Among those also being considered as coach are Gordon Bradley, former coach of the NASL Washington Diplomats, and Lincoln Phillips, who led the Washington Darts to consecutive American Soccer League championships in the late 1960s as a player-coach, then coached Howard University to victory in the 1971 and 1974 NCAA championship games.

Bradley, if he is not named coach, will probably work with Team America in some other capacity.

The coach will select as many as three Americans from the rosters of the other 11 NASL teams, but the players don't have to come. Howard Samuels, the league's president, said the players will be required to make 48 appearances in the Washington area to promote the league and the team.

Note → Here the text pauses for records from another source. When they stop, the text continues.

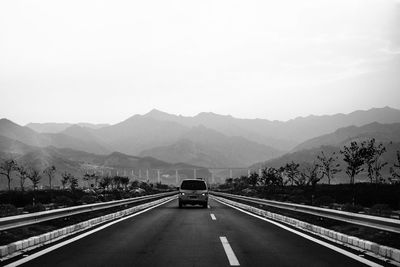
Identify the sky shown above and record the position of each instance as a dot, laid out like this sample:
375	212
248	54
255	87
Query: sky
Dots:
104	61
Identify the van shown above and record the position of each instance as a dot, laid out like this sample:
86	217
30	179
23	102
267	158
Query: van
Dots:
193	191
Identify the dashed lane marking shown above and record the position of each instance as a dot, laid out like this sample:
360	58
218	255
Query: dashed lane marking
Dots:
233	261
66	242
323	243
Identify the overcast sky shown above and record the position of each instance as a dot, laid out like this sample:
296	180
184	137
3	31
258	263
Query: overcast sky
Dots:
103	61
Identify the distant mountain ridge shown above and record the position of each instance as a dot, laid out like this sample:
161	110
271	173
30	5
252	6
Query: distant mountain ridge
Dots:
381	132
30	137
209	148
52	127
226	141
307	152
76	162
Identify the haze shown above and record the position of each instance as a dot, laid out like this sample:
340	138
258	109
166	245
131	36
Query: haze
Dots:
102	61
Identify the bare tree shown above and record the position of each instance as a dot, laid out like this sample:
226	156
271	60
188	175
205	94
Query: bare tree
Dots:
65	177
34	175
372	156
354	157
50	172
23	175
395	169
271	177
6	169
293	173
328	165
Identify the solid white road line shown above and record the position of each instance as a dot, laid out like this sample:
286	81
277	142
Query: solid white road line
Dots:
323	243
66	242
229	251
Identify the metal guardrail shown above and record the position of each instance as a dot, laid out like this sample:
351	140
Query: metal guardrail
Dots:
386	224
38	217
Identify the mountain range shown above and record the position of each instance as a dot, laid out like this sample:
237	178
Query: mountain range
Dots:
206	140
307	152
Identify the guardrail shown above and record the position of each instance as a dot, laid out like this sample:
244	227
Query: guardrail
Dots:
386	224
38	217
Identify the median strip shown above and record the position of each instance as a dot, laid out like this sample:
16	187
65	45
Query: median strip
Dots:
21	247
264	215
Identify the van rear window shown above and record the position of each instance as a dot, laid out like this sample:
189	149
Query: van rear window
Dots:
193	185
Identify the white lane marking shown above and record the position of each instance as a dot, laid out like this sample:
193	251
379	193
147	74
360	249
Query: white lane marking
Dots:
66	242
229	251
323	243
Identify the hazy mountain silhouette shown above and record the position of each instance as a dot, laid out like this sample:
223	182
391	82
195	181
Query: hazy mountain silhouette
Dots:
139	133
307	152
30	137
76	162
52	127
381	132
278	134
209	148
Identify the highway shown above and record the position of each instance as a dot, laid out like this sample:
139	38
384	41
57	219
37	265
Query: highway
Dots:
169	236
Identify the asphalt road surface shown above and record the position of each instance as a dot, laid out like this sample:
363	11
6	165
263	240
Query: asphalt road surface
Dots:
169	236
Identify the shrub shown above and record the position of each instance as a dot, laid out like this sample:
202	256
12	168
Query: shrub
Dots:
8	210
88	199
324	201
380	209
352	208
64	201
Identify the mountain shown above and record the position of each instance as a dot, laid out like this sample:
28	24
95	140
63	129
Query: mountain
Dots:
381	132
139	133
30	137
307	152
278	134
79	162
209	148
52	127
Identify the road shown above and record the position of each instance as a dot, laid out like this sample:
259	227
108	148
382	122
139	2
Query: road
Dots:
169	236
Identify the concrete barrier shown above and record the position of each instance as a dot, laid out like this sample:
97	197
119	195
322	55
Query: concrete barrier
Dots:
16	248
386	252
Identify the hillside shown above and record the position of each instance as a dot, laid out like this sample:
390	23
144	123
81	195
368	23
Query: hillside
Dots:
79	162
209	148
307	152
381	132
30	137
52	127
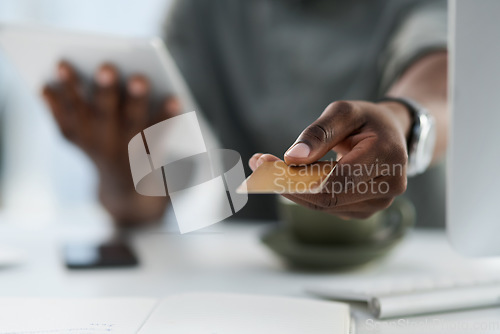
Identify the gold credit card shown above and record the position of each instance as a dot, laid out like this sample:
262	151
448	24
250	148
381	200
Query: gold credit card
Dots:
276	177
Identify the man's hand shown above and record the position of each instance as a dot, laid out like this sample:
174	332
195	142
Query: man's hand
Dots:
100	118
370	140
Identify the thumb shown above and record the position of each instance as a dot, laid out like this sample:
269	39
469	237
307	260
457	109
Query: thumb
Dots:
337	122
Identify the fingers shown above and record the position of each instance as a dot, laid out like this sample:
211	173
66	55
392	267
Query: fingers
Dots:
107	107
56	106
136	104
338	121
257	159
358	210
107	95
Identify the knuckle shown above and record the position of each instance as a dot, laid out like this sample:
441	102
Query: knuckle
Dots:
317	132
399	185
342	108
326	201
387	203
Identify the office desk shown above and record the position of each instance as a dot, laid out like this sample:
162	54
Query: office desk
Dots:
227	257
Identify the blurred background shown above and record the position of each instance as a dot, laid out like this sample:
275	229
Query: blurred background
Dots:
33	152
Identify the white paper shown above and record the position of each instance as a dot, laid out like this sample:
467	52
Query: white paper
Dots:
74	316
241	314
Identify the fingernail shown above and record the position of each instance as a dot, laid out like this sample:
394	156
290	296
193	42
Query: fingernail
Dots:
63	72
299	150
136	87
105	77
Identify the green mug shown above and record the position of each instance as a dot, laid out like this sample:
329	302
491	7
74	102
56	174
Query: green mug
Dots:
313	227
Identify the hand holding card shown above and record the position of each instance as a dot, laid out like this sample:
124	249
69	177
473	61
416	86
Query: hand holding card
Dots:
279	178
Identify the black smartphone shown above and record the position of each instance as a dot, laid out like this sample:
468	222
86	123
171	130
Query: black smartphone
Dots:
110	254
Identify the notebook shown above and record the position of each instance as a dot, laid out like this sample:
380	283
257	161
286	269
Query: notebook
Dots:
202	313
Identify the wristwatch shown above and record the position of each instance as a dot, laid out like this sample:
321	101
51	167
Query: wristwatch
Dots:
422	138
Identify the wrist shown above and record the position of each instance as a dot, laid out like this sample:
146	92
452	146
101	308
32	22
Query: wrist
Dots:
401	115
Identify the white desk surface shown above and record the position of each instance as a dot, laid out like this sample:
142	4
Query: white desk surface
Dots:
227	257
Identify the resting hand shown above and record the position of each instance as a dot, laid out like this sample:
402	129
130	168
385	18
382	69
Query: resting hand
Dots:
100	118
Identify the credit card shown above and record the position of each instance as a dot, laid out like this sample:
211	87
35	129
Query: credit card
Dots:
276	177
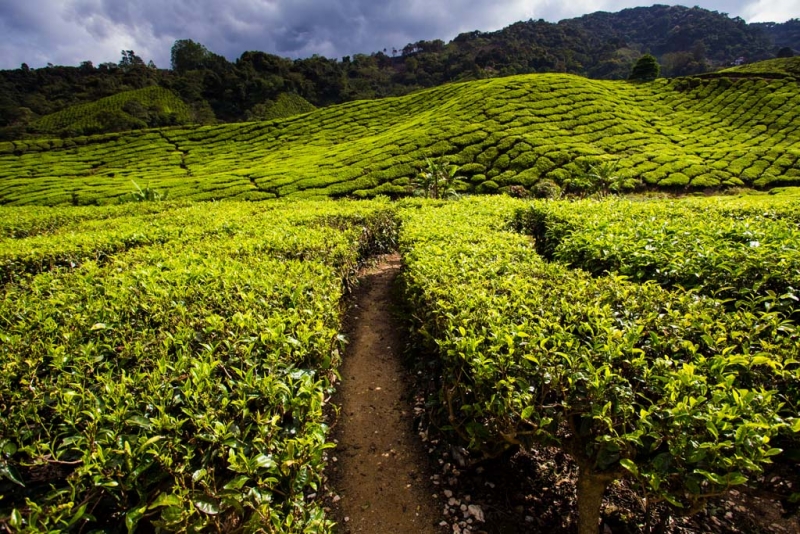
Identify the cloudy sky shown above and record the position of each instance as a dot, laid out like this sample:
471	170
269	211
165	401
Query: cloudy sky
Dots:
66	32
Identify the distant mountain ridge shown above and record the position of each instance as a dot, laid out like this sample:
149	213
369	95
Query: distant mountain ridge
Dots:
600	45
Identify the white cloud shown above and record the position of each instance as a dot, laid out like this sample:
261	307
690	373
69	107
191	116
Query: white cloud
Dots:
771	10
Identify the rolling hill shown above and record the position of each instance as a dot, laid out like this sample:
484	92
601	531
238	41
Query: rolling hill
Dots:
680	134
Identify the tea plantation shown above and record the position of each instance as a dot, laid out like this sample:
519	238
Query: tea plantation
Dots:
677	135
166	365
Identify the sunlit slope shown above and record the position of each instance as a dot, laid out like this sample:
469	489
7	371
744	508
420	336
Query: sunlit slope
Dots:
683	133
789	66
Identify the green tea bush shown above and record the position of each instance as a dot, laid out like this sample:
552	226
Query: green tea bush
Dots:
663	137
666	388
181	386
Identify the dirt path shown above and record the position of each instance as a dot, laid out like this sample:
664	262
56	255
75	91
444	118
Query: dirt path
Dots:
380	474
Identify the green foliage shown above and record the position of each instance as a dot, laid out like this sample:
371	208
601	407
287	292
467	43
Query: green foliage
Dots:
141	108
601	45
286	105
143	195
646	69
185	379
437	180
788	66
683	134
726	251
668	388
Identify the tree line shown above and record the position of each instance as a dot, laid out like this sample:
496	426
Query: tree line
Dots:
601	45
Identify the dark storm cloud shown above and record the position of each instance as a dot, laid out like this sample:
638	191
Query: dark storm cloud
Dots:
70	31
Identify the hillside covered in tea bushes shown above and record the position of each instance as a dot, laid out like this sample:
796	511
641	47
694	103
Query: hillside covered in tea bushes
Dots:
538	132
601	45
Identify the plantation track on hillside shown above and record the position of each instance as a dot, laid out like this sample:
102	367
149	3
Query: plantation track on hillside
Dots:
381	473
673	134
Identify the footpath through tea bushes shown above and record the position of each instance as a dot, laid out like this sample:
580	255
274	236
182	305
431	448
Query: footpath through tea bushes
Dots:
177	384
166	366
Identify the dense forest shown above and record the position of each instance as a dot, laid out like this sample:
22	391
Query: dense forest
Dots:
601	45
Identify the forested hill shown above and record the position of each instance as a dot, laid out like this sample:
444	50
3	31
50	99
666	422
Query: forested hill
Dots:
600	45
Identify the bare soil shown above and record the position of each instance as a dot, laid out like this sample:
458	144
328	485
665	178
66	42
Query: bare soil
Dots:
380	477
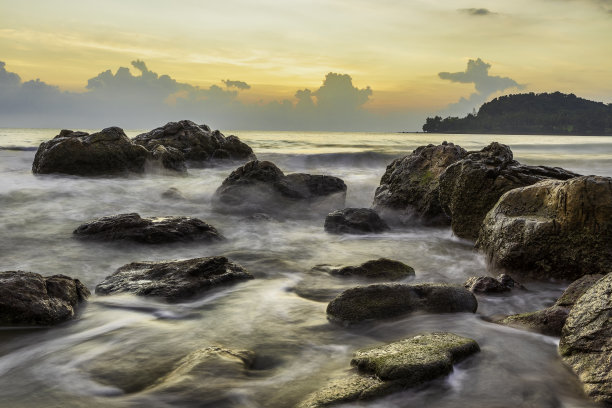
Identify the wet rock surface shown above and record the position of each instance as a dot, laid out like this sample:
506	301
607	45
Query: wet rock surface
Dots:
409	189
470	187
354	221
381	301
196	142
154	230
30	299
173	281
261	187
552	229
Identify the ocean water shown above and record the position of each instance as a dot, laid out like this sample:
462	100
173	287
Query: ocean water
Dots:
120	346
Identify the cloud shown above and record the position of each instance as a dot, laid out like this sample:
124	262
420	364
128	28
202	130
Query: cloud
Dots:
236	84
477	73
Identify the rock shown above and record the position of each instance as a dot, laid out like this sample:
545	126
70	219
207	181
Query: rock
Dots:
550	321
409	188
586	340
488	284
382	301
30	299
261	187
396	366
155	230
470	187
381	268
172	281
107	152
196	142
354	221
552	229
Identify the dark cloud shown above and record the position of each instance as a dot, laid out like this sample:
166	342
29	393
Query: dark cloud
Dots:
477	73
236	84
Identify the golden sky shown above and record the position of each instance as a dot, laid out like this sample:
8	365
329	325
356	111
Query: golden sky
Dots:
395	47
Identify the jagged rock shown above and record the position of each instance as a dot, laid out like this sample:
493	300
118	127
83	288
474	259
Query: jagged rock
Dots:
586	340
196	142
354	221
261	187
488	284
409	188
395	366
382	301
552	229
30	299
155	230
470	187
107	152
172	281
550	321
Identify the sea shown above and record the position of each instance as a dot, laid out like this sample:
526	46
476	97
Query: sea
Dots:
120	348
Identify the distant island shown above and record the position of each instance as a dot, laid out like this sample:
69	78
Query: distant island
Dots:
529	113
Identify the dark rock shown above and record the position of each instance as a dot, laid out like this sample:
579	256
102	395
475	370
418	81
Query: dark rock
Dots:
381	268
172	281
488	284
396	366
261	187
409	188
354	221
552	229
156	230
390	300
196	142
30	299
586	340
470	187
107	152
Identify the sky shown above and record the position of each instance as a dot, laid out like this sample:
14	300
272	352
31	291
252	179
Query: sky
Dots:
345	65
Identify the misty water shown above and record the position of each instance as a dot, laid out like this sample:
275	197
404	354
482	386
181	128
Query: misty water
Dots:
118	346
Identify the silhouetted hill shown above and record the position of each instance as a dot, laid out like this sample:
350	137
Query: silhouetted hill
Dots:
529	113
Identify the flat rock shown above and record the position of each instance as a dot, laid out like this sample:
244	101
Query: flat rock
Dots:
381	301
552	229
30	299
173	281
354	221
154	230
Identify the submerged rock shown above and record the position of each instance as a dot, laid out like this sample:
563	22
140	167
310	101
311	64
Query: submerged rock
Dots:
470	187
396	366
383	301
107	152
586	340
552	229
172	281
409	189
195	142
30	299
354	221
261	187
155	230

"We've done a bad job of marketing," Samuels said of the league.

This first Team America will be made up mostly of NASL players, although players from the American Soccer League, Major Indoor Soccer League and amateur players will attend the three-week training camp.

Any player who has become a naturalized American citizen also is eligible, except for Cosmos superstar Giorgio Chinaglia, who played for Italy in a previous World Cup.

The team will be known as Washington Team America and will open its NASL season on April 22--probably against the league champion Cosmos in Giants Stadium.